A Steam Engine Pilgrimage
The broadcaster Anthony Burton shares an account of his experience of travelling around Britain on a variety of different modes of steam-powered transport, framing each of his journeys within its historical context. Among other adventures, he shovels coal into the boiler of an old Clyde Puffer, takes a trip across Windermere on an Edwardian-era launch and hitches a ride in a replica of Richard Trevithick’s ‘Puffing Devil’ with one of the famed engineer's direct descendants.
The Light Railways of Britain and Ireland
The 1896 Light Railways Act led to a two-decade boom in new rail lines that relied on cheaper, less resilient materials and slower speeds than existing routes. This reissue of a classic 1985 book, extensively illustrated with images of lost lines and stations, details the way that light railways filled gaps in the rail network before post-war competition from roads led to their decline.
The Canal Pioneers
Canal Construction from 2,500 BC to the Early 20th Century
Beginning with the water transport used to construct the Egyptian pyramids, this history of canals features examples from around the world that illustrate improvements in technology, such as new types of lock and the introduction of cast iron for bridges. It also describes how cities, from Birmingham to Bangkok, have been built around canals and how the British network made the Industrial Revolution possible.
Crafted in Britain
The Survival of Britain's Traditional Industries
Essential to the brewing and whisky distilling industries, malt has been made from barley in the traditional way at Warminster Maltings in Wiltshire since the 1850s, raking out the grain onto large floors for it to germinate for several days and then drying it in a kiln. From bell casting and stone masonry to brick making and book binding, this book reveals the processes of 27 craft industries still alive and well in Britain today.
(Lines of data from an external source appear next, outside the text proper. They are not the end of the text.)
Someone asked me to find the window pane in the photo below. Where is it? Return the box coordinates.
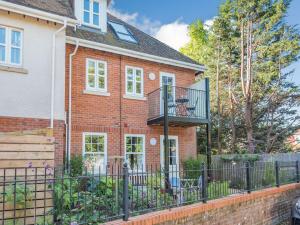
[0,45,5,62]
[85,154,105,174]
[136,83,142,94]
[10,48,21,64]
[88,61,95,74]
[88,75,95,87]
[110,23,128,35]
[92,144,98,152]
[126,137,131,145]
[98,77,105,89]
[85,135,92,144]
[84,0,90,11]
[98,70,105,76]
[97,136,104,145]
[127,68,133,76]
[98,62,104,70]
[136,70,142,81]
[83,11,90,23]
[11,31,21,47]
[127,81,133,93]
[93,1,99,14]
[93,14,99,26]
[85,144,92,152]
[0,28,5,44]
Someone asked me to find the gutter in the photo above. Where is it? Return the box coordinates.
[66,41,79,169]
[0,0,78,27]
[50,19,67,129]
[66,36,205,72]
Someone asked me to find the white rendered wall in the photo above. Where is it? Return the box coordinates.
[0,10,65,120]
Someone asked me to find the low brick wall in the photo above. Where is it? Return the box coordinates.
[109,184,300,225]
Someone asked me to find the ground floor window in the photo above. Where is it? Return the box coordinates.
[83,133,107,174]
[125,134,145,171]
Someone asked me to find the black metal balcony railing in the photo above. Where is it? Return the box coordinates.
[148,86,209,123]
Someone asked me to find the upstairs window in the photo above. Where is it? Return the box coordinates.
[83,0,100,27]
[86,59,107,92]
[126,66,144,97]
[0,26,22,66]
[109,22,137,43]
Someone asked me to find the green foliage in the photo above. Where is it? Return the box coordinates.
[0,182,34,225]
[183,155,206,179]
[181,0,300,154]
[262,163,276,187]
[70,155,84,177]
[207,181,230,199]
[221,154,260,163]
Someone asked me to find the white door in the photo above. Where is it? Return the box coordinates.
[160,135,179,183]
[160,72,175,115]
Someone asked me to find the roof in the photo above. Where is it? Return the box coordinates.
[4,0,75,19]
[67,13,203,69]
Guide to Britain's Working Past
The impact of the industrial revolution on Britain is unmistakable in the form of bridges, factories, railways and canals, but evidence of industry goes back further to mills, mines and forges of the medieval period. This regional guide to key industrial sites around Britain includes the most significant transport and industrial museums as well as factories, potteries, mills and mines. Entries include information on location, admission prices and opening hours.
The Story of British Classical Music
Anthony Burton’s extended essay surveys a millennium of British music, illustrating its distinctive features through the pieces assembled on the accompanying pair of CDs. These 47 tracks range from an anonymous motet honouring St Thomas of Canterbury (c.1300), via such composers including Boyce, Bax and Britten, to Colin Matthews’ Pluto, the Renewer, written in 2000 to complement Holst’s The Planets.
The Iron Men
The Workers Who Created the New Iron Age
By the early 19th century a second Iron Age had begun, with ships, bridges, trains and industrial machinery being constructed from the newly popular metal. Burton explains the innovations in manufacturing processes that enabled so many advances in technologies using iron and steel, but also focuses on the human cost of this progress, which brought new risks of deadly accident for the workers and ruined the lungs of Sheffield’s knife grinders.
The Workers' War
British Industry and the First World War
Despite early optimism that the First World War would be swiftly concluded and cause little disruption to British life, the long struggle in fact turned British industry on its head, encouraging technological and organizational advances and a rethinking of traditional gender roles as women took the place of men in the factories. This book examines how different industries coped with the demands of the war and the heroic efforts made by ordinary men and women to keep industry moving.